Given the size of TDCJ, one possible reason for not paying inmates to work could be that there simply would not be enough 'jobs' to go round. It almost certainly suits some sections of the administration that so many TDCJ inmates are excused work because of 'medical' reasons - when these individuals could easily take part in computer-based occupations (no, not the Internet or unrestricted email), building and repairs, modern farming (rather than the plantation slavery that has men weeding fields on their knees with their hands in the TX summer) and any number of other things that would.... oh, I remember, we don't want the prison population to fall too low do we, otherwise some good ol' boys might have to be let go. Better to keep those inmates in prison until they are too old or sick to contribute as much as they would like to society, so that if by some miracle they do get paroled, it will only be a matter of time before they roll back through the picket gate again.

So will the planned strike change anything?
 In short, no I don't think it will - beyond making life even more uncomfortable for any inmates not only involved, but also just in the same prisons as the action-takers. I understand the need to feel in control of ones destiny and to rise up against tyranny, but I really don't think this kind of action will achieve that.

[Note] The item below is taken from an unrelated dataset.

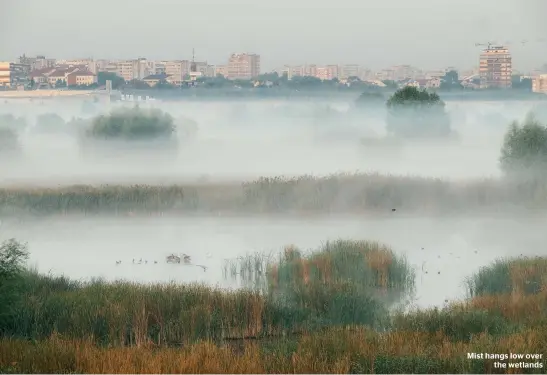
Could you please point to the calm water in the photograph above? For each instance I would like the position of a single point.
(87, 248)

What might go some way to achieving it is for the friends and families of the inmates to stop taking this laying down. Stop taking on the shame of your inmate's crime - let the inmate carry that, and walk in liberation with your head up to that polling booth and vote out the people who are standing in the way of change. Stand for local government yourself, then state government. TALK about this with people, don't let the bullies think they can do what they like and get away with it. Educate yourself, learn the law and use it, start blogs, newspapers, radio shows, join the TIFA, become active. Don't do your inmate's time for them, use the time to make the situation fairer for all now and all who come after. It can be done, you only have to look outside of the US to see that penal systems do not have to be run along the same lines as gulags.